Patients and methods
A prospective study was conducted on 30 patients having end-stage renal disease scheduled for or already on regular hemodialysis with failing or recently failed native AVF during February 2018 till February 2020. Balloon dilation was done alone in 27 cases, whereas it was combined with thrombectomy procedure with a Fogarty catheter in three cases.
Results
A total of 30 patients (19 males and 11 females) were included. Overall, 56.67% of AVFs were brachiocephalic AVF. Radial access was mostly used as an access in 80% of cases, whether percutaneous or surgical. Venous juxta-anastomotic stenosis was the most common site of stenosis (40.91%). Technical success rates in this study reached 86.67%, and the overall primary patency rates were 84.62 and 76.92% at 3 and 6 months, respectively.
Conclusion
Balloon angioplasty of failing or recently failed native AVF is a safe and effective procedure. It is associated with high success rates, low complication rates, and maintained long-term patency of the hemodialysis access.

Keywords: arteriovenous fistula stenosis, balloon angioplasty, hemodialysis, vascular access dysfunction


How to cite this article:
Zaida NA, Abu-Gruidah HS, Ibrahim Eissa HM, Omran WM. Percutaneous transluminal angioplasty as a treatment of stenosis of arteriovenous fistula for hemodialysis. Menoufia Med J 2021;34:696-702

How to cite this URL:
Zaida NA, Abu-Gruidah HS, Ibrahim Eissa HM, Omran WM. Percutaneous transluminal angioplasty as a treatment of stenosis of arteriovenous fistula for hemodialysis. Menoufia Med J [serial online] 2021 [cited 2024 Mar 29];34:696-702. Available from: http://www.mmj.eg.net/text.asp?2021/34/2/696/319725




  Introduction Top


End-stage renal disease (ESRD) is a major problem in both developed and developing countries. It requires one or another modality of the renal replacement therapy. From ~ 640 000 patients in the USA with ESRD, the majority (64.2%) undergo renal replacement therapy via hemodialysis. Less commonly, renal replacement therapy treatments are renal transplant (29.3%) and peritoneal dialysis (6.4%) [1]. Patients on hemodialysis represent the majority of patients and still outnumber those on peritoneal dialysis or transplantation. The creation and maintenance of vascular access for hemodialysis represents the cornerstone in process of hemodialysis [2].

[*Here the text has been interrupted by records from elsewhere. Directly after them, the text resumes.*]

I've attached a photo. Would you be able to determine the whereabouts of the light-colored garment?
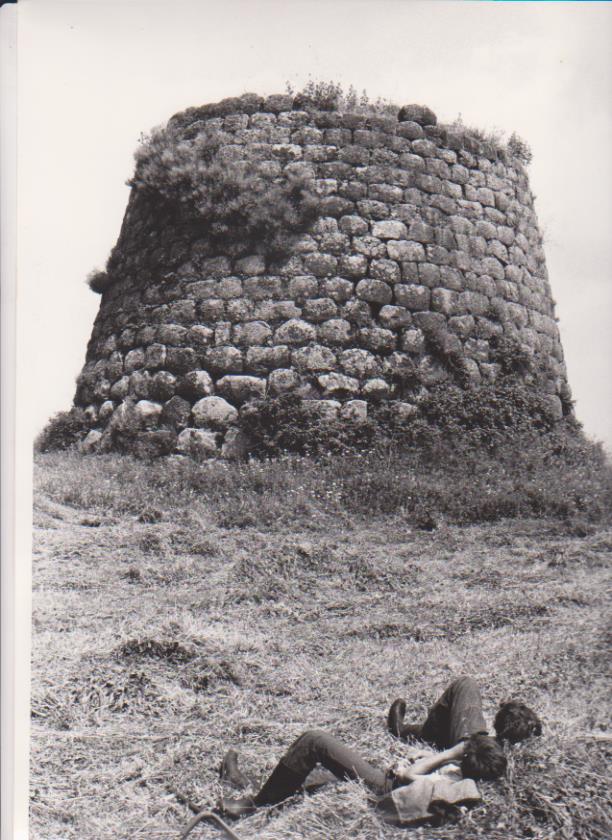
[377,751,481,826]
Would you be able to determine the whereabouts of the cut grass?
[31,454,612,840]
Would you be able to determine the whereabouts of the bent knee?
[452,677,480,691]
[299,729,331,748]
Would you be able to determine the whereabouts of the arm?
[394,743,465,784]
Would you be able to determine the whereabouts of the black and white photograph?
[2,0,612,840]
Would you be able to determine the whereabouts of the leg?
[421,677,487,749]
[255,729,385,805]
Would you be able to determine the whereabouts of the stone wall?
[75,95,569,460]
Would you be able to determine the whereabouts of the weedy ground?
[30,453,612,840]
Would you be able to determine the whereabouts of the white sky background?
[17,0,612,449]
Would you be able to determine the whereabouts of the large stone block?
[134,400,162,429]
[177,370,214,400]
[378,305,412,330]
[370,260,400,284]
[372,219,408,239]
[216,374,266,405]
[205,345,243,373]
[387,239,425,262]
[340,299,372,326]
[340,348,381,379]
[302,400,342,423]
[303,298,338,323]
[191,397,238,429]
[340,400,368,423]
[317,318,351,345]
[159,396,191,431]
[355,279,393,304]
[361,376,391,401]
[245,344,290,373]
[291,344,336,372]
[359,327,397,353]
[274,318,317,346]
[232,321,272,347]
[393,283,431,312]
[321,277,355,303]
[268,368,300,396]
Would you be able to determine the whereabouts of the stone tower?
[75,94,570,454]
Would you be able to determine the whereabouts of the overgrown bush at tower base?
[34,408,90,452]
[129,127,320,257]
[240,377,578,457]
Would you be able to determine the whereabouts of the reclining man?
[221,677,542,817]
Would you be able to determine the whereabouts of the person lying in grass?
[220,677,542,818]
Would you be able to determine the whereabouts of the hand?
[407,750,431,764]
[391,759,412,782]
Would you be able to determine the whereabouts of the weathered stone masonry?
[75,95,569,454]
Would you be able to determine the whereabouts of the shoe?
[399,723,423,741]
[219,796,257,820]
[387,698,406,738]
[219,750,251,789]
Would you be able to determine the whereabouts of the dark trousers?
[255,729,387,805]
[255,677,487,805]
[415,677,487,749]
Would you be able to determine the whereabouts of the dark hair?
[461,735,508,779]
[493,700,542,744]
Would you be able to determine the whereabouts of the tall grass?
[37,435,612,528]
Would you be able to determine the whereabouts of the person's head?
[461,734,508,780]
[493,700,542,744]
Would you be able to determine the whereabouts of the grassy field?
[31,453,612,840]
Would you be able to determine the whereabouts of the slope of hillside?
[30,454,612,840]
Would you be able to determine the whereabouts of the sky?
[17,0,612,451]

Options of vascular access for hemodialysis include arteriovenous fistula (AVF), AV graft, or catheters. Autogenous AVF, which is defined as an autogenous anastomosis between an artery and a vein, is the preferred modality of access because it has a better long-term patency rates and requires less interventions to maintain patency and also less likely to become infected than synthetic access. Maintaining a healthy patent AVF as long as possible is a big challenge to improve the lifestyle of many patients with ESRD and reducing their suffering [3–5]. It depends on many factors that result in its failure, which may be early (within the first 3 months) or late (after 3 months). These factors may be linked to arterial (inflow) or venous (outflow) causes, and also may be preexisting in the patient or related to operative technical issues and postoperative complications [6].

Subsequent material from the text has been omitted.